Your chance to go head to head with fellow candidates.
The final step towards a summer internship is likely to be the assessment centre. Not all banks use them, but some, such as Citigroup, JP Morgan, Barclays Capital and Morgan Stanley do - for at least some of their divisions.
Assessment centres are a process rather than a place. They sometimes replace simple second round interviews and typically include (yet more) interviews, numeracy and verbal reasoning tests, presentations, case studies, role plays, and group exercises. It is the presentations, case studies, role plays and group exercises that set assessment centres apart.
The conundrums you're given will relate to the area of the bank you're applying to. Role plays are often used to assess the abilities of potential equity or bond sales people. One recruiter says case studies for would-be corporate financiers might involve a company trying to raise money to finance an acquisition.
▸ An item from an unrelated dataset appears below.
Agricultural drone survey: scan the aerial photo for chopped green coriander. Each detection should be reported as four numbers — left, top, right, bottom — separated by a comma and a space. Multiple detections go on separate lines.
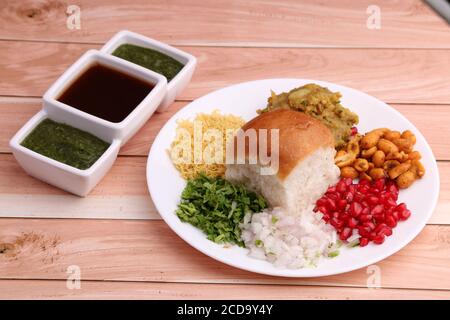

Equipped with information on its balance sheet, candidates could be asked to judge the best way for it to raise funds. "We will be asking people to make a considered decision," she says. "Evidence of a logical thought process is more important than getting it right."
In group exercises, you will be given a problem to solve with other interviewees, and will then have to present your findings as a group. Derek Walker, head of graduate recruitment at Barclays Capital, says the people who fail at this point either say nothing at all, or make their point too forcefully: "People who don't contribute don't do well, but if you are overpowering you can also be marked down."
Finally, don't let your guard down. It's worth noting that, even if banks don't appear to run assessment centres or group exercises, they may be judging your behaviour with others more covertly. One bank said it places hidden video cameras in the room where its interviewees wait to be called for interview: "Be aware of the need to be professional at all times," warns the head of graduate recruitment there.